Scott approved $1.4 million in immediate incentives in May 2012 that paid for improvements to the building, but the jobs are slow in coming: the company says 23 so far.

"Employment is just now ramping up," said Bill Stanton, executive director of the Jackson County Development Council, who was instrumental in uniting the city, state and company.

'Create an environment'

Scott sometimes is so eager to tout the promise of new jobs that he'll announce a deal before it's consummated.

In Melbourne in October, he announced that Embraer, a Brazilian manufacturer of jets, would create 600 jobs on the Space Coast, a region with an abundance of engineers following the dismantling of the space shuttle program.

Details of the incentive package are still secret. But the state confirmed that it will build a hangar to house Embraer jets if the Legislature approves.

State law keeps most incentive deals confidential for six months, in part to protect companies from revealing the details to business rivals. Good Jobs First, a national economic development group, criticizes the lack of transparency.

"In some cases, state development officials do not even disclose the names of the company to the locality they are negotiating with for local money," the group said. "This practice of secrecy has serious implications for democratic processes and accountability."

Meanwhile, as the incentive-related jobs trickle in, Scott continues his zealous quest. Riding to a recent jobs event in Tampa in the back seat of his state SUV, he was all business.

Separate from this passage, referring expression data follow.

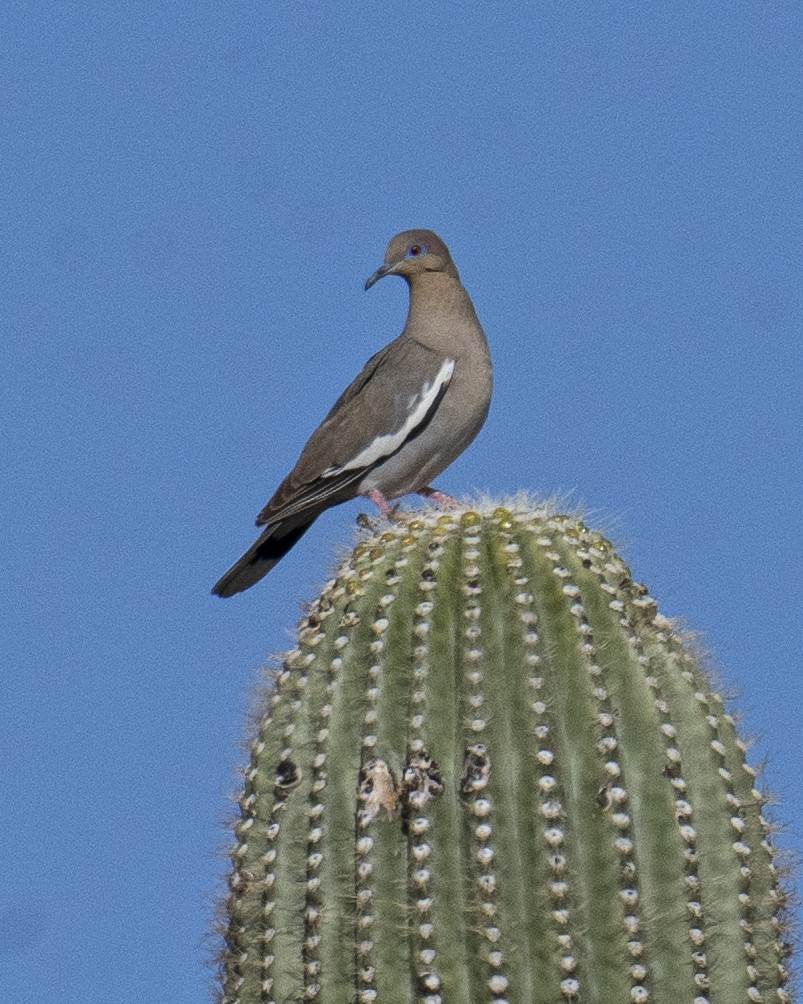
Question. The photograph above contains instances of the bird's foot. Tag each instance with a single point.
(440, 498)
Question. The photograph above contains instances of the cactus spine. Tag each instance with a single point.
(490, 771)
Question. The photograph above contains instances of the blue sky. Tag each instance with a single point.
(192, 198)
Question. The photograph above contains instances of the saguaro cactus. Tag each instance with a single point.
(491, 771)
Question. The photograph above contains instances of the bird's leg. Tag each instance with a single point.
(440, 498)
(386, 511)
(380, 502)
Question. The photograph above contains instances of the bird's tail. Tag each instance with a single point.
(258, 560)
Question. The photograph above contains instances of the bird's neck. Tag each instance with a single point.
(438, 301)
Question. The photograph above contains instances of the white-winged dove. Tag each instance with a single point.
(414, 408)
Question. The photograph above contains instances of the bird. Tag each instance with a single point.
(413, 409)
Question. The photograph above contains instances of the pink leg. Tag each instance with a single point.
(380, 501)
(441, 498)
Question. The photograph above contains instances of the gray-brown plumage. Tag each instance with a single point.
(415, 407)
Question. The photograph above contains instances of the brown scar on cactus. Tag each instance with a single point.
(491, 770)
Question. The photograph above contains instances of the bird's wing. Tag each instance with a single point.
(391, 401)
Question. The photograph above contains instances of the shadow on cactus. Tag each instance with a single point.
(491, 771)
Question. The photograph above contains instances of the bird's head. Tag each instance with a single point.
(412, 253)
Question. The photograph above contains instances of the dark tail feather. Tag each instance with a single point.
(258, 560)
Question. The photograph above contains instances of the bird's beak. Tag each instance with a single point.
(386, 268)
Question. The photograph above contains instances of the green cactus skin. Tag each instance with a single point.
(491, 772)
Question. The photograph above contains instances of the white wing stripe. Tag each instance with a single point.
(383, 446)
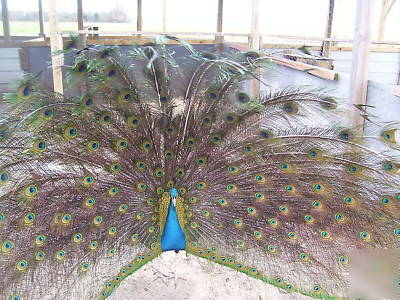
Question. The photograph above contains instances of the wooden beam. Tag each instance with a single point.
(326, 45)
(397, 90)
(139, 25)
(164, 20)
(360, 57)
(385, 9)
(56, 44)
(219, 39)
(310, 69)
(41, 19)
(79, 15)
(255, 25)
(6, 21)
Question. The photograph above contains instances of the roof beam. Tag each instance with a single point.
(360, 57)
(56, 44)
(6, 21)
(326, 45)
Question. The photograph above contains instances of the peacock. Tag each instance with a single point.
(167, 148)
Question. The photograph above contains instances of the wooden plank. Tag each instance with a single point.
(326, 45)
(164, 18)
(386, 6)
(255, 25)
(219, 39)
(397, 90)
(139, 25)
(56, 44)
(6, 21)
(310, 69)
(41, 19)
(79, 15)
(360, 57)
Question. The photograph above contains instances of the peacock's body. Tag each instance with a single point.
(156, 155)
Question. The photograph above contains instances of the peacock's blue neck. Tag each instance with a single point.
(172, 237)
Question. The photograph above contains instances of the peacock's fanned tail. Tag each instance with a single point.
(269, 184)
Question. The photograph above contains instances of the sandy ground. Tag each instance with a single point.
(182, 277)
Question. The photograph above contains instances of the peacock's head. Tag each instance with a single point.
(173, 193)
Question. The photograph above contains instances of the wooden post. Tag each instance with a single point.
(219, 39)
(360, 58)
(326, 45)
(6, 21)
(139, 17)
(56, 44)
(385, 9)
(41, 19)
(82, 36)
(255, 42)
(164, 8)
(255, 25)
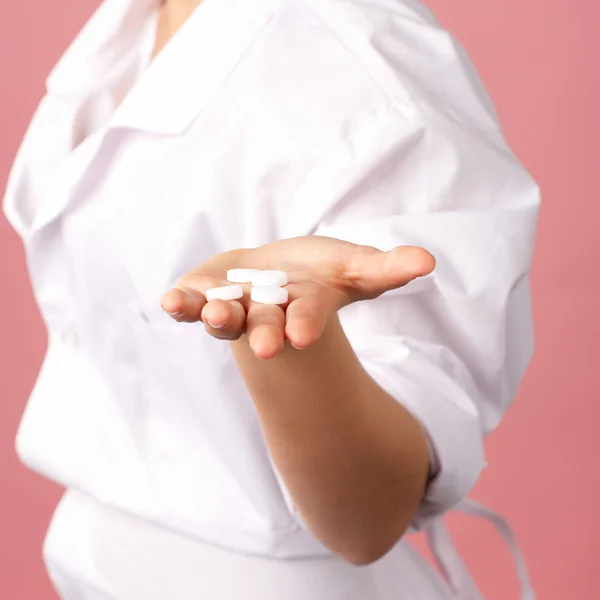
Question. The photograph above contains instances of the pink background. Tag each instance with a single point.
(538, 58)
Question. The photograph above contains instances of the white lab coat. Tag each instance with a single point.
(261, 119)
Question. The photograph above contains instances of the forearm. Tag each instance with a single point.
(355, 461)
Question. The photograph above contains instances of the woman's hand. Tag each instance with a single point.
(325, 275)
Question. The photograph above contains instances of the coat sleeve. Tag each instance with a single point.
(453, 346)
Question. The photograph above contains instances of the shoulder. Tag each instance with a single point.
(394, 48)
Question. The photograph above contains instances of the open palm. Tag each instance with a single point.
(325, 275)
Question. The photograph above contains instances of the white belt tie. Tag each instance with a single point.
(456, 573)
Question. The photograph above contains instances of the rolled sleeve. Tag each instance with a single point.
(452, 347)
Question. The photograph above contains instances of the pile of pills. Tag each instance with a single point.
(267, 286)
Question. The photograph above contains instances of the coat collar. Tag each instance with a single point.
(185, 75)
(168, 96)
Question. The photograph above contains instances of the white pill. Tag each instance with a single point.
(269, 294)
(270, 278)
(241, 275)
(227, 292)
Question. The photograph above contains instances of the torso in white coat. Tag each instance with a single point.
(261, 119)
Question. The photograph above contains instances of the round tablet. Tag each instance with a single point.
(241, 275)
(269, 294)
(227, 292)
(270, 278)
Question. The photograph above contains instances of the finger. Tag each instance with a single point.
(306, 319)
(184, 304)
(186, 300)
(265, 326)
(224, 320)
(379, 272)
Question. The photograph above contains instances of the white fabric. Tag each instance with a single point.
(261, 119)
(93, 552)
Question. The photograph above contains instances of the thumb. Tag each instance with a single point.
(385, 271)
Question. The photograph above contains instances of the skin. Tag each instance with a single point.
(353, 458)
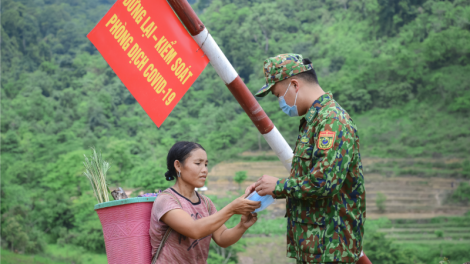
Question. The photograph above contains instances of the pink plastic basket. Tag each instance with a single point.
(126, 225)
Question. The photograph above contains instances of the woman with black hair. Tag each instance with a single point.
(184, 221)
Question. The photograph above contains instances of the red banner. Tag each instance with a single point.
(151, 52)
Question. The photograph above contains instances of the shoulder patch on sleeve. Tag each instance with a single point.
(326, 139)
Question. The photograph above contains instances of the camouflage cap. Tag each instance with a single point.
(280, 68)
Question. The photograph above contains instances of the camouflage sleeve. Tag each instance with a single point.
(330, 154)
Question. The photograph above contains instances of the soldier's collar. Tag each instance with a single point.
(317, 105)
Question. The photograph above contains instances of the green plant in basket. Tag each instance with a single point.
(95, 171)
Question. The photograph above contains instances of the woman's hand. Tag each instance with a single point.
(243, 206)
(248, 220)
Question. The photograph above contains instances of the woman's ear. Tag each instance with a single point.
(178, 166)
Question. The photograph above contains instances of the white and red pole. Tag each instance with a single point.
(236, 85)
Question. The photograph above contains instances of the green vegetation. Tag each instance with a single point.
(461, 194)
(380, 201)
(399, 67)
(95, 171)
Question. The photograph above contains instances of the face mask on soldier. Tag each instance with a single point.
(289, 110)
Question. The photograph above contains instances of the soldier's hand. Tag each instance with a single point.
(265, 185)
(250, 189)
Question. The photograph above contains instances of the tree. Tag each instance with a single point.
(240, 177)
(380, 201)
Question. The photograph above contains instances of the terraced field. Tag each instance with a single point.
(407, 197)
(421, 220)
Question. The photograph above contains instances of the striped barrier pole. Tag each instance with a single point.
(236, 86)
(234, 83)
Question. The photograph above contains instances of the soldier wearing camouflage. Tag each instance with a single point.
(325, 194)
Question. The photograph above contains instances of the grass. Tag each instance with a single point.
(77, 254)
(8, 257)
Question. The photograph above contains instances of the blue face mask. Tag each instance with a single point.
(289, 110)
(265, 200)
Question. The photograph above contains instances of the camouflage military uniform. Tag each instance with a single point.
(325, 193)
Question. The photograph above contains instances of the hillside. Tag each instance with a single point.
(399, 67)
(406, 196)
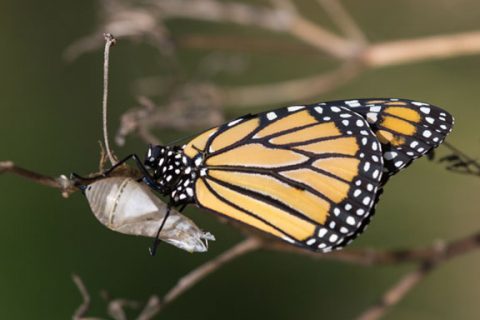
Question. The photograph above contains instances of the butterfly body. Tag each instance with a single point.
(310, 175)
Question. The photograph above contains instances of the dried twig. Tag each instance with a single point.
(189, 280)
(109, 41)
(397, 292)
(343, 20)
(85, 305)
(62, 182)
(371, 257)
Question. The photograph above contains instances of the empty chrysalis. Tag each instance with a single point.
(126, 206)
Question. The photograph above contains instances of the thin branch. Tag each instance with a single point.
(370, 257)
(427, 48)
(85, 305)
(152, 308)
(396, 293)
(292, 90)
(109, 41)
(193, 277)
(342, 18)
(460, 162)
(61, 182)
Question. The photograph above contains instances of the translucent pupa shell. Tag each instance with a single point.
(127, 206)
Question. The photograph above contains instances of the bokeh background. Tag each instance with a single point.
(50, 122)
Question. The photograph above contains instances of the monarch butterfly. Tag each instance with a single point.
(308, 174)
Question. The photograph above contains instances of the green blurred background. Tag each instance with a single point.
(50, 122)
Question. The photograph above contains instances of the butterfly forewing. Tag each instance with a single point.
(407, 129)
(309, 175)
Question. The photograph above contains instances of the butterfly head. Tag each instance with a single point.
(167, 164)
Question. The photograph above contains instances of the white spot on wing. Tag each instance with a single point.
(271, 115)
(295, 108)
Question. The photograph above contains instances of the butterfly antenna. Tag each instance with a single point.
(156, 241)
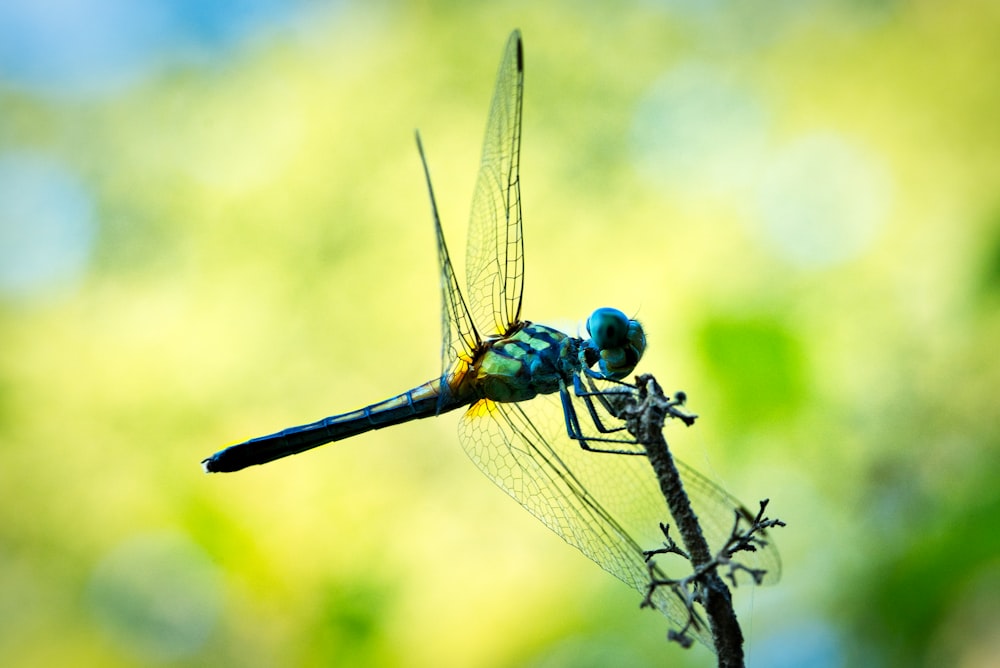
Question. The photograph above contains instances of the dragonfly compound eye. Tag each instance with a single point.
(608, 328)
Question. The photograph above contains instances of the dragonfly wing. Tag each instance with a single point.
(607, 506)
(459, 338)
(495, 252)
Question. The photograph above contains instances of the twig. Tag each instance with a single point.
(705, 586)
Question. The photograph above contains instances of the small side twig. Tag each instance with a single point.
(645, 419)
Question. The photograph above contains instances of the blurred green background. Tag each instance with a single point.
(213, 225)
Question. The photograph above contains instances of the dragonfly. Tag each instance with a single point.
(533, 422)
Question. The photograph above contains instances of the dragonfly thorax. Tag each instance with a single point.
(533, 360)
(616, 343)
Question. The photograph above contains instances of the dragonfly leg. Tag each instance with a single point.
(576, 433)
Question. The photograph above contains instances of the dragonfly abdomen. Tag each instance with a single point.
(422, 401)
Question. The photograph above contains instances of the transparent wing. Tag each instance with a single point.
(460, 340)
(608, 506)
(495, 252)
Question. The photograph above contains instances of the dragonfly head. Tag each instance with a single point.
(616, 342)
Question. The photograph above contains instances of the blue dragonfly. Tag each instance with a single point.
(534, 419)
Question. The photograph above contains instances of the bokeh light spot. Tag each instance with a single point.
(822, 201)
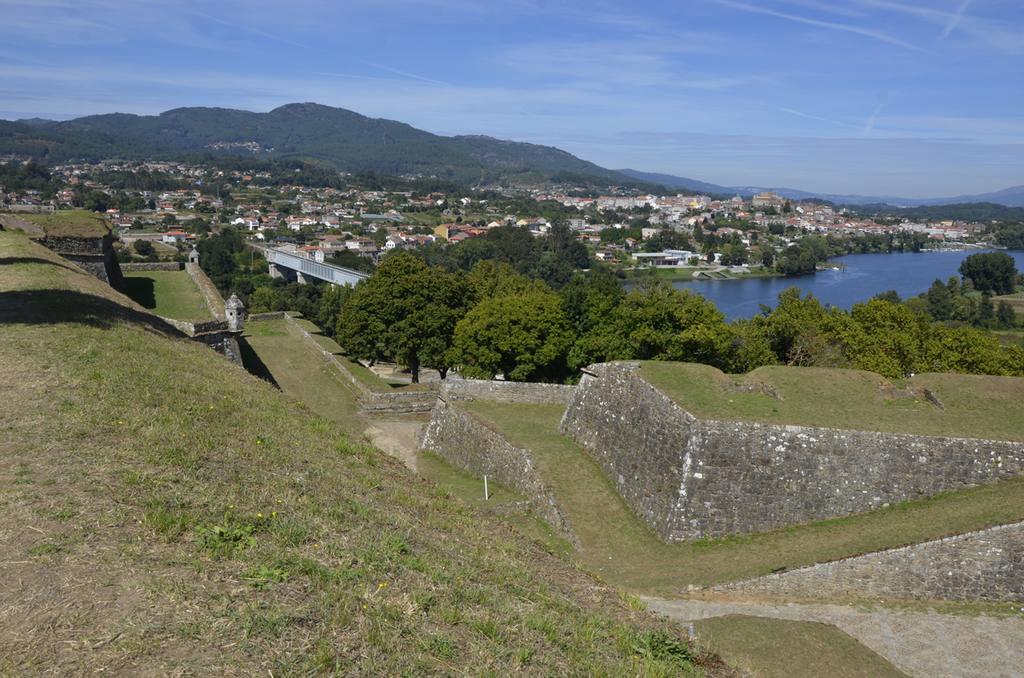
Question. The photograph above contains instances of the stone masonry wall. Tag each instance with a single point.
(505, 391)
(211, 294)
(467, 442)
(154, 265)
(980, 565)
(689, 478)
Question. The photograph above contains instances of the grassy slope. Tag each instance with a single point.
(779, 648)
(365, 376)
(168, 293)
(70, 223)
(166, 512)
(974, 406)
(620, 548)
(303, 374)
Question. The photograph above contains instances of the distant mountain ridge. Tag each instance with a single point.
(343, 138)
(354, 142)
(1013, 197)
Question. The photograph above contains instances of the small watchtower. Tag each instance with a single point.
(235, 310)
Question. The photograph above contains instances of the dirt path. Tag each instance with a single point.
(398, 437)
(919, 643)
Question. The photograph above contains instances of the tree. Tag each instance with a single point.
(406, 311)
(658, 323)
(994, 272)
(524, 337)
(1005, 315)
(939, 301)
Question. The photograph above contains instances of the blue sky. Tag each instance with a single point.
(872, 96)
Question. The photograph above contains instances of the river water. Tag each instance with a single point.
(861, 277)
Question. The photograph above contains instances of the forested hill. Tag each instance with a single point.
(343, 138)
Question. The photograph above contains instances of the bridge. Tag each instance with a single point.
(298, 267)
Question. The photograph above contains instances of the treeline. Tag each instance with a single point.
(494, 321)
(956, 212)
(553, 258)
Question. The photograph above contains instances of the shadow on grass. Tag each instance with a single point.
(142, 291)
(251, 361)
(56, 306)
(36, 260)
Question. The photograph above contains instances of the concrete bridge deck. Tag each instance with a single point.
(284, 264)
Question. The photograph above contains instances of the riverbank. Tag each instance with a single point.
(844, 281)
(693, 273)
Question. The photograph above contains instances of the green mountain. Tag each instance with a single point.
(342, 138)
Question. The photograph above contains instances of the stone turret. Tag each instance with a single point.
(236, 312)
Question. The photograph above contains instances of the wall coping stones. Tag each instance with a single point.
(689, 477)
(987, 564)
(470, 443)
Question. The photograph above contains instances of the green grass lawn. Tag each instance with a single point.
(167, 293)
(301, 372)
(165, 512)
(619, 547)
(365, 376)
(974, 406)
(70, 223)
(781, 648)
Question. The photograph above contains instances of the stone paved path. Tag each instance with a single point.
(926, 644)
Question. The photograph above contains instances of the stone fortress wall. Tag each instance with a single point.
(689, 478)
(469, 443)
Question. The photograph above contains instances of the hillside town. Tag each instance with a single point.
(624, 228)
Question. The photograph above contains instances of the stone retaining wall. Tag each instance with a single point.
(372, 401)
(690, 478)
(467, 442)
(505, 391)
(154, 265)
(979, 565)
(92, 254)
(211, 294)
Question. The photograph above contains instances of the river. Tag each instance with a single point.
(860, 278)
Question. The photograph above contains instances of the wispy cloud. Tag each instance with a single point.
(871, 119)
(808, 116)
(955, 19)
(1004, 35)
(834, 26)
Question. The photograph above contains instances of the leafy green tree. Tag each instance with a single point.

On the phone, Scott congratulated a CEO for a positive mention in Forbes magazine and talked to Florida Chamber of Commerce CEO Mark Wilson.

Scott said he has kept his focus on the economy.

"My job is to do what I got elected to do: create an environment where the private sector prospers," he said.

Moments later Scott's phone buzzed again. Texas Gov. Rick Perry was on the line. The topic: jobs.